The American Red Cross is entering a new arena.
The organization’s Aquatic Attraction Lifeguarding program will debut in January and is the first to emphasize extreme shallow water rescue.
“As we look at the ever expanding extreme shallow water parks and pools that are around three feet and less, and as we look at our rescues and skills in our other courses, those are mainly geared at swimming rescues … so we needed to develop some skills for that specific environment,” said Stephanie Shook, American Red Cross senior product manager of aquatics and the national director of the aquatic exam service.
The 22.5-hour course will cover rescues in winding rivers, catch pools, slide run-outs, water play areas and slide dispatch.
A major influence in the creation of the program was the newly released Model Aquatic Health Code, Shook explained. In particular is its outline regarding the necessary use of a rescue tube. While the code does not mandate their use in extreme shallow water, it does address when a lifeguard must wear it on their person versus when it needs to be available immediately, she said.
If a lifeguard is in three feet of water or higher then he or she must be wearing the rescue tube because it may be needed during a swim rescue. However, in less than three feet of water, the rescue tube would not be required, she explained.
“We found that pools and parks that had lifeguards standing in even one foot of water, say the bottom of a catch slide that was extremely shallow, the rescue tube was in the way so they weren’t wearing it any way,” she said.
Another key segment the organization hopes to address with this program is slide dispatch, a role the industry has debated over the years.
In some cases, those individuals working at the top are “dry” and although they have CPR training they are not certified lifeguards. This course would allow a facility to have a position that is trained in lifeguarding while also having the same consistent training in CPR and first aid as other lifeguards that might work in the deeper part of the park, Shook said.
An interest from partners, including amusement giant SeaWorld, also played a role in the development of the course.

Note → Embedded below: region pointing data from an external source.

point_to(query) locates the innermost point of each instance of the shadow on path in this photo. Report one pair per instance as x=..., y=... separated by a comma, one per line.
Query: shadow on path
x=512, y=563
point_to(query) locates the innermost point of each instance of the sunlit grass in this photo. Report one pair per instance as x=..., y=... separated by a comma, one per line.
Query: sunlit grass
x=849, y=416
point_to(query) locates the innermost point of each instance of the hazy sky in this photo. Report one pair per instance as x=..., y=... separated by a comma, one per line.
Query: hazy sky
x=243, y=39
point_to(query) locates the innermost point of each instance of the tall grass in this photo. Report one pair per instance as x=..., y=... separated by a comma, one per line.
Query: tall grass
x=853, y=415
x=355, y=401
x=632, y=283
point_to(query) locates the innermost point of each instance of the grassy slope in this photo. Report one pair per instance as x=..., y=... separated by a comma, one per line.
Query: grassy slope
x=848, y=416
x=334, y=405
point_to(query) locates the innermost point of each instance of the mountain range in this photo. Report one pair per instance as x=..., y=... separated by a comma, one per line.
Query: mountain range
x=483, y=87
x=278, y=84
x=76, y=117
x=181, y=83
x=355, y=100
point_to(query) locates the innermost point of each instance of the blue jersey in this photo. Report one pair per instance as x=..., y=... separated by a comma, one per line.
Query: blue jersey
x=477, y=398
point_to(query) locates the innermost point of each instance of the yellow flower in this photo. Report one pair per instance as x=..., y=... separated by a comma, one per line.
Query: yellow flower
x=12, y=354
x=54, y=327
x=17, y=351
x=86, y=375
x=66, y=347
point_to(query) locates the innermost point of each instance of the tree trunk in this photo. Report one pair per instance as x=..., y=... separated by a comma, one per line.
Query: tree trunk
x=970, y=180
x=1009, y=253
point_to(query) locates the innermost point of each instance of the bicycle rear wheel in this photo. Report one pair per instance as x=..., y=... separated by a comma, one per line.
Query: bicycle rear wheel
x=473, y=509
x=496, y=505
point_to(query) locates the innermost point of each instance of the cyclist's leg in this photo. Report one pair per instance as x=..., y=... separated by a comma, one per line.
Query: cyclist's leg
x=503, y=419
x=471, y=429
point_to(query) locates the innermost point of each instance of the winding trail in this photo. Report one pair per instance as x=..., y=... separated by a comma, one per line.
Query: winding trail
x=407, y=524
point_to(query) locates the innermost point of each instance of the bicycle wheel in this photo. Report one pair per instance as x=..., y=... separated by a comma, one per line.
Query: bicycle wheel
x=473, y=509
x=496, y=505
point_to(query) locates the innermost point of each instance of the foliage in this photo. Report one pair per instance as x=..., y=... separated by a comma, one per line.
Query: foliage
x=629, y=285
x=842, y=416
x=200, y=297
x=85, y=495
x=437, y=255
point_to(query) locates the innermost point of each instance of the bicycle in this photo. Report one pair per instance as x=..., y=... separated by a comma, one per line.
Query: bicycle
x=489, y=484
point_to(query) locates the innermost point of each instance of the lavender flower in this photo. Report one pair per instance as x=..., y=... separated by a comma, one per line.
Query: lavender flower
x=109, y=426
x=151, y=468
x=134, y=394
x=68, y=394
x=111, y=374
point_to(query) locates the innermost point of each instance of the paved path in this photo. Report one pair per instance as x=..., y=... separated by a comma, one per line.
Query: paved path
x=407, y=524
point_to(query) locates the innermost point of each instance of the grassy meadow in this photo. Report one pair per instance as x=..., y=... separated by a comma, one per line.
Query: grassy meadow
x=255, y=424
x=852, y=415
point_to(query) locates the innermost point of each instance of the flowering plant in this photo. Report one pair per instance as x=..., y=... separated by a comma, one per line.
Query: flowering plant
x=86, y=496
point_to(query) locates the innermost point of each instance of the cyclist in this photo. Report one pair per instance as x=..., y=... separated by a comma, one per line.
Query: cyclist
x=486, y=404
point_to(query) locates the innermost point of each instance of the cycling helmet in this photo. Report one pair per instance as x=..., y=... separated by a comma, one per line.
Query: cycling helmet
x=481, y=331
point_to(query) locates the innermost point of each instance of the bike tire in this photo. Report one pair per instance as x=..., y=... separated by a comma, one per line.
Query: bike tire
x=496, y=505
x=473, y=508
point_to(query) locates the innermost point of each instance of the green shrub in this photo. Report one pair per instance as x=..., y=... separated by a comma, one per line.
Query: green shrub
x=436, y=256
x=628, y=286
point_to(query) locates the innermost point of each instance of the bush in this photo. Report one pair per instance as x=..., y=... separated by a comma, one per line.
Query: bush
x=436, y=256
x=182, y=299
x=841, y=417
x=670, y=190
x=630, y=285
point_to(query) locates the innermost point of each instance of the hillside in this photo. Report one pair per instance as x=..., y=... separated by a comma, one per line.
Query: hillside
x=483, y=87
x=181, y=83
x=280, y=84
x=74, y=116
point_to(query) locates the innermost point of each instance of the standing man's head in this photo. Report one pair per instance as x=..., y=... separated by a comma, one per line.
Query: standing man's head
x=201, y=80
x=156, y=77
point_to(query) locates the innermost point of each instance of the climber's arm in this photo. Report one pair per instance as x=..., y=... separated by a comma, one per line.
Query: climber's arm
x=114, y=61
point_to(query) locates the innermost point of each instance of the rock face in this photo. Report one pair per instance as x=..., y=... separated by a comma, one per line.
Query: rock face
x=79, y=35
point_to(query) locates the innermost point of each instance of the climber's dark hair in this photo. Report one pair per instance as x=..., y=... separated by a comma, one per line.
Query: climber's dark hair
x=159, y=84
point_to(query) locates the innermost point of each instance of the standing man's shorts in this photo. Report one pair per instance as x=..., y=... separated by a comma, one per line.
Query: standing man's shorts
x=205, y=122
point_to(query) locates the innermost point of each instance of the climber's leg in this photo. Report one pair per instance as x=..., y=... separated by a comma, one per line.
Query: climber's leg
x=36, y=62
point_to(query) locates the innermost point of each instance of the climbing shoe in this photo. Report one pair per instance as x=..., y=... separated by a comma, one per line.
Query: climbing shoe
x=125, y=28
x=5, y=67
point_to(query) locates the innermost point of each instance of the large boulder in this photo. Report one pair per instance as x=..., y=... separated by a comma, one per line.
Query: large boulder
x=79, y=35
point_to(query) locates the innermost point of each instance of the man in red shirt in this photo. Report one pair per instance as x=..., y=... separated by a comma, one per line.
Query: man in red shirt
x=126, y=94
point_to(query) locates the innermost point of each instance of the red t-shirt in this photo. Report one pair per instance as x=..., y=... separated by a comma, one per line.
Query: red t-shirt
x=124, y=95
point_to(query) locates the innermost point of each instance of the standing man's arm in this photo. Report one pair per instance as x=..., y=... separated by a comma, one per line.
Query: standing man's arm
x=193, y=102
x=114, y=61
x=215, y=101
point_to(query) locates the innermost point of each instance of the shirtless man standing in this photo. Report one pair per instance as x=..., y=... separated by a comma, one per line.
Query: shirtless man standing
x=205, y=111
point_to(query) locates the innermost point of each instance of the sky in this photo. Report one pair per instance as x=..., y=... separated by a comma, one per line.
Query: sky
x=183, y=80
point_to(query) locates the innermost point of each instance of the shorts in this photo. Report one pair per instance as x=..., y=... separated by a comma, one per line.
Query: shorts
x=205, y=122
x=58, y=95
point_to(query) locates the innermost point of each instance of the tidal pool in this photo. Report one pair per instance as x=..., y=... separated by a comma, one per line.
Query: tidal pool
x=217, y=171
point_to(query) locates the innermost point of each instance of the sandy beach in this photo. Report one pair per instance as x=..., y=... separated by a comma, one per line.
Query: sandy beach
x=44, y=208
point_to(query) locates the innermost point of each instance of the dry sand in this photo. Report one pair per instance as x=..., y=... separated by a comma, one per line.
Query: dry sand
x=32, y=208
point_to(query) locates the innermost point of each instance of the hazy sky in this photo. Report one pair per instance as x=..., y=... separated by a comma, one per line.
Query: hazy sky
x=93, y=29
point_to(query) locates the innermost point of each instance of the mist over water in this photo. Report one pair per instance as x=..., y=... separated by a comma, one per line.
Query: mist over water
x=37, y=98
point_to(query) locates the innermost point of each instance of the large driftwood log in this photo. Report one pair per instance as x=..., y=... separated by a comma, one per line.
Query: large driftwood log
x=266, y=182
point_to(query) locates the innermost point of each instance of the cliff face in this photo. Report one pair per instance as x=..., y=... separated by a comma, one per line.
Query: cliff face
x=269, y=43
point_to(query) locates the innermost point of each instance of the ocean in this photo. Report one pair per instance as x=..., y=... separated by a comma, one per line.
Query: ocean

In fact, the Orlando, Fla.-based firm worked in tandem with the Red Cross over the last year and contributed to the new industry benchmarks. Under Red Cross guidelines, lifeguard instructors and instructor trainers from two of the company’s waterparks conducted pilot courses in the summer of 2014. SeaWorld plans to introduce the course as part of its 2015 operations training.
“This certification allows lifeguards to concentrate their continued training on situations specific to shallow water attractions while continuing to demonstrate high proficiency in patron surveillance, accident prevention and emergency response,” said Jim Costello, Director of Operations, Water Country USA.
The end result is a program that incorporates rescue methods borrowed from the Red Cross Waterpark Skills add-on module, along with new drills.
Some of the drills include a simple assist from any direction; handling passive victims who are either on the surface or submerged; and removal of an unconscious victim from the water on a backboard. First aid training will place emphasis on caring for head, neck and spinal injuries that could be common in extreme shallow water accidents.
With these specific skills, the Red Cross hopes the program will allow waterparks and recreation areas to hire more qualified people, Shook said.
The Red Cross currently is putting the finishing touches on the manual, videos and other resources. The cost to the facility per lifeguard is $35.